The final and perhaps the strongest section of the book directly confronts the unfolding realities of our universe. With titles such as “Periodic Table,” “Algae,” “Dark Matter,” “Engine,” “MRI,” and of course, “Dark Energy,” readers instantly understand the focus of each poem, even if the subject might not be the usual stuff of poetry. But Morgan is aware of the need for definitions: in “Coriolis Effect,” for example, he explains the title’s concept: “Because the earth is made to spin / and tilted on its axis, none / can fall or travel in a line.” Here the scientific subject reaches poetry’s audience in seemingly colloquial language that is actually written in strict iambic patterns augmented by slick slant rhymes (spin, none, line). Even when it feels as if he is simply explaining a scientific concept, he does so using the tools of poetry.

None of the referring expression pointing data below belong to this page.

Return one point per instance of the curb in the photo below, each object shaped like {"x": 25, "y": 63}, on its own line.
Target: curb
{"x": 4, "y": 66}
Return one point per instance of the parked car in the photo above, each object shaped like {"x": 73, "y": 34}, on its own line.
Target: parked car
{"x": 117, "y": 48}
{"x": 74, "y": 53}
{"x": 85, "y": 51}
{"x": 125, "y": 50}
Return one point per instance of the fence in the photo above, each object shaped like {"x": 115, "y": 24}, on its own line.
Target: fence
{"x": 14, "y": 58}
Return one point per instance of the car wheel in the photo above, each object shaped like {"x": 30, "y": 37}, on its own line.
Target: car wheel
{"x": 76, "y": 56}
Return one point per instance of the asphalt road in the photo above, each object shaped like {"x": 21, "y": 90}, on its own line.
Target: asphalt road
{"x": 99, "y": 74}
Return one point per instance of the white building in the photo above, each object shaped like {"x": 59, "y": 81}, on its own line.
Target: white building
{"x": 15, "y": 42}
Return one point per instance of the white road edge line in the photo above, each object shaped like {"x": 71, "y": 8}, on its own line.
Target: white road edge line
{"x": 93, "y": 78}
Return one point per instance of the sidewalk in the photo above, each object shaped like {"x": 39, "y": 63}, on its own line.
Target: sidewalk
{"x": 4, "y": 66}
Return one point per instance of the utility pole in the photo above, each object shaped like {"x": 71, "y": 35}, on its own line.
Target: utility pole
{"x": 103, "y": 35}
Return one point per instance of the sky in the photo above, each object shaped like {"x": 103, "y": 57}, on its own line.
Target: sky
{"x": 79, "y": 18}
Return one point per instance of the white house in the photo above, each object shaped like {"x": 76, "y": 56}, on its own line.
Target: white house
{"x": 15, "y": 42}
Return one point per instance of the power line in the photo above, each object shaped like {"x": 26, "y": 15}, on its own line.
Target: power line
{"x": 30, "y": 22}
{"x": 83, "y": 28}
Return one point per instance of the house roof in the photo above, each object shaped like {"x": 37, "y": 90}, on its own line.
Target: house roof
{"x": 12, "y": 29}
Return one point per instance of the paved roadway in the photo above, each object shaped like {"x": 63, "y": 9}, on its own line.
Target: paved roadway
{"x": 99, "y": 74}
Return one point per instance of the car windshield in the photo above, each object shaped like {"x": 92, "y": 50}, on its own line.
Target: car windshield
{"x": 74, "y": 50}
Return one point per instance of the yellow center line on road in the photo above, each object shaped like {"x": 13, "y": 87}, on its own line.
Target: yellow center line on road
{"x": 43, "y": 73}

As the book closes, what Morgan has hinted at in many poems is now fully articulated: despite our accumulating knowledge, mystery remains: “That what we know is just / a fraction of what is / is nothing new” he writes in “Dark Matter.” As the penultimate poem, “Dark Energy” marvels at the hidden forces that govern our natural world, it simultaneously insists that we accept humanity’s smallness, ignorance, and transience. Sometimes in our debates about the conclusions of science we forget that scientists are lovers of the unknown, always mining that cave of darkness. Once an answer is discovered, a new question must be sought. Such a continual exploration might be unsettling to some, but not to Morgan.

This penultimate poem in Dark Energy ends with the word “silence.” The final poem is titled, rightly so, “Silence.” Let’s sit with it again, Morgan suggests, where “the air is clean, immaculate, / and nothing moves but time itself, / a cool delicious element.” Silence. An interesting ending for a book that says so much so eloquently.